Já se enxerga em Moreira, o Douro aqui é plano, largo, espraia-se preguiçoso e quase vem beijar as beiras do caminho que percorre sinuoso a margem do rio. É lindo o verde persistente da ribeira de Melres enfeitada de choupos, castanheiros e frondosas nogueiras perfilados a todo o comprimento do espaço que ladeia o douro. Esta é a terra do mel; a doçura do precioso néctar lambareira, escorre pelas fraldas das serras em jorros de fartura. Em Vilarinho, Branzelo e Moreira, alinham-se nas várzeas os cortiços e as colmeias onde enxames de abelhas saem em busca do pólen da urze e do rosmaninho que depois hão-de de transformar em delicioso mel. Terra rica em tudo, até de lavoura com campos estendidos ao longo da beira do rio ou pendurados nas encostas e vales das serra das Banjas e de Sta. Iria. Já foi Vila em tempos e guarda na fisionomia das casas, traços de poder e de glória apanágio do passado. Melres como as outras terras circunvizinhas, pararam no tempo. Anos e anos a fio de sono dolente a aguardar o futuro que vem distante por de trás das nuvens do isolamento e do esquecimento a que foram votados. A força dos homens daqui esbarrou de frente com o poder da Pátria ávido de maior força centralizadora. Melres tem gente que a troco de parcas alvíssaras, recolhe os centos em volta e paga a Aguiar de Sousa que por sua vez paga a Lisboa terra que desprovida de sentido solidário, se entretêm no ócio e no gozo, enquanto o povo obreiro geme com fome. De nada têm valido as rezas na capela dos Paços. Dali, não fora a fé que persiste, só se aproveita a memória do tempo que faz nos dias das festas para acções meteorológicas:
- Passos molhados, Páscoa enxuta, ou vice-versa.
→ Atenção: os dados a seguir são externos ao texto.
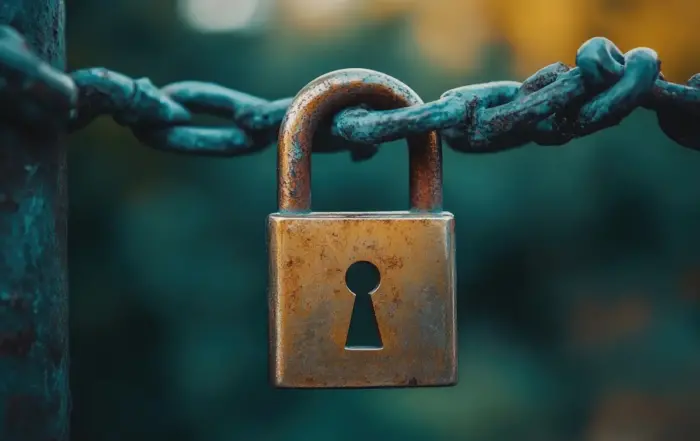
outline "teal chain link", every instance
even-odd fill
[[[0,28],[0,112],[22,124],[66,124],[77,130],[111,115],[155,149],[213,156],[258,152],[276,141],[291,98],[268,101],[226,87],[187,81],[156,87],[104,68],[64,74]],[[576,66],[547,66],[522,83],[499,81],[460,87],[438,100],[396,110],[366,107],[341,111],[317,143],[318,152],[349,151],[372,157],[378,145],[438,130],[447,144],[468,153],[523,146],[561,145],[619,124],[642,107],[658,115],[661,129],[678,144],[700,149],[700,75],[687,85],[664,80],[651,49],[622,53],[611,41],[593,38]],[[225,118],[229,127],[201,127],[195,114]]]

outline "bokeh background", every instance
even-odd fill
[[[268,99],[344,67],[425,100],[522,80],[602,35],[700,71],[695,0],[67,0],[69,68]],[[700,439],[700,153],[637,111],[563,147],[445,151],[460,383],[267,383],[273,147],[158,153],[103,119],[70,138],[73,438],[85,441]],[[402,143],[314,157],[318,210],[407,200]]]

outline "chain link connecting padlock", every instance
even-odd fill
[[[408,139],[411,210],[311,211],[311,143],[321,122],[360,104],[421,104],[398,80],[347,69],[308,84],[279,136],[279,212],[269,216],[272,382],[285,388],[450,386],[457,382],[454,217],[442,210],[435,132]],[[348,268],[379,269],[371,302],[381,348],[347,348]],[[359,293],[358,293],[359,294]]]

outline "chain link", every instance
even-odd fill
[[[8,27],[0,27],[0,98],[3,116],[22,124],[59,123],[74,131],[110,115],[155,149],[211,156],[246,155],[273,145],[292,101],[196,81],[158,88],[146,78],[104,68],[67,75],[32,54]],[[432,130],[451,148],[469,153],[562,145],[617,125],[638,107],[655,111],[669,138],[700,150],[700,74],[687,85],[668,82],[653,50],[623,54],[611,41],[593,38],[579,49],[575,67],[555,63],[522,83],[464,86],[396,110],[341,111],[321,129],[326,140],[315,143],[314,152],[349,151],[354,160],[364,160],[381,143]],[[199,126],[196,114],[230,125]]]

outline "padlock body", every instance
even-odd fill
[[[457,382],[451,213],[308,213],[268,218],[270,375],[284,388]],[[381,349],[346,349],[346,271],[374,264]]]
Em Moreira, lugar de terra barrenta se funde o barro na fábrica da telha e de tijolo burro mas até essa rudimentar indústria vai fechar por imposição da empresa carbinifica do douro, tornando assim a Vila cada vez mais dependente dos campos, do rio e da mina.
Há cenas dramáticas em Cimo de Vila. O lugar abençoado pela capela do Senhor dos Paços cria em seu redor, as mais belas e perfeitas donzelas da freguesia. Procuram-nas aos domingos e nos dias de feira, abastados lavradores de terras vizinhas e até cavalheiros de mais longe.
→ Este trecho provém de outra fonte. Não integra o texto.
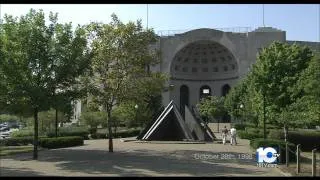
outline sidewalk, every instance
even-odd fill
[[[87,140],[84,146],[5,156],[1,176],[284,176],[278,169],[259,168],[249,141],[237,146],[217,143],[173,144]],[[239,154],[247,155],[240,159]],[[222,158],[223,157],[223,158]],[[232,158],[231,158],[232,157]]]

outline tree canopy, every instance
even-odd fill
[[[5,15],[0,31],[0,104],[9,110],[26,107],[33,113],[36,159],[38,112],[56,108],[57,94],[71,98],[78,93],[77,77],[91,57],[87,31],[59,24],[52,12],[46,25],[43,11],[34,9],[20,18]]]
[[[319,57],[314,52],[274,42],[260,52],[248,75],[231,89],[225,106],[232,116],[246,114],[246,119],[261,124],[264,96],[267,123],[291,127],[314,124],[319,114],[319,85],[315,82],[319,82]],[[245,114],[240,113],[240,104]],[[308,118],[302,118],[303,114]]]
[[[158,95],[164,76],[149,67],[159,62],[150,45],[157,40],[152,29],[143,29],[141,21],[122,23],[112,14],[109,24],[91,23],[92,72],[87,83],[90,99],[107,113],[109,151],[113,151],[112,109],[123,102],[149,101]],[[150,95],[150,97],[146,96]],[[146,98],[145,98],[146,97]]]

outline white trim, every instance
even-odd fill
[[[147,139],[149,138],[149,136],[153,133],[153,131],[159,126],[159,124],[164,120],[164,118],[169,114],[169,112],[173,109],[173,106],[170,107],[170,109],[165,113],[164,116],[161,117],[161,119],[159,120],[159,122],[156,122],[155,123],[155,126],[150,129],[150,133],[149,134],[146,134],[145,137],[143,139]]]
[[[160,114],[160,116],[157,118],[157,120],[152,124],[152,126],[149,128],[149,130],[146,132],[146,134],[142,137],[142,139],[145,139],[146,136],[148,134],[150,134],[150,131],[154,128],[154,126],[156,125],[156,123],[162,118],[163,114],[167,111],[167,109],[170,107],[170,105],[172,104],[172,100],[170,101],[170,103],[167,105],[167,107],[162,111],[162,113]]]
- Sai da janela Lucinda! Esse homem vai ser a tua desgraça cachopa... é mineiro, morre-te na mina e deixa-te viúva com um bando de filhos nos braços...tens pretendentes mulher... olha o Toninho de Passos...prendado, limpo com quintas e tudo!
É a Rosa Marreca a avisar a filha. A Rosa é tudo menos marreca. O sobrenome herdou-o dos avós que nem sequer conheceu. É uma mulher bem feita, alta de rosto cumprido onde se notam ainda traços da beleza que tivera na juventude. Cobre os longos cabelos negros, soltos pelos ombros abaixo, com um lenço de merino amarelo e vermelho. A saia de roda negra por condição tem bordados a branco temas regionais à base de flores silvestres. De linho é a blusa branca rendada e nos pés desaconchegados de meias, usa umas chinelinhas negras de verniz. A Lucinda ouve mas faz de conta, esta conversa é para boi dormir, não é a mãe quem vai casar é ela e, nisto de amores, as pessoas pendem para onde calhar. A moça é formosa, corpo de mulher talhado por mãos de artista. Na cara de faces coradas, aparece um nariz pequeno e bonito. Os olhos são de um negro impressionante e a cor morena do rosto, condiz com os cabelos soltos pelos ombros, que são também negros e aveludados o que a tornam assim tão graciosa. Tem a quem sair a Lucinda, a mãe era uma estampa no passado.
- Lá está ela outra vez!...Ò mulher, meta-se na sua vida e deixe os outros.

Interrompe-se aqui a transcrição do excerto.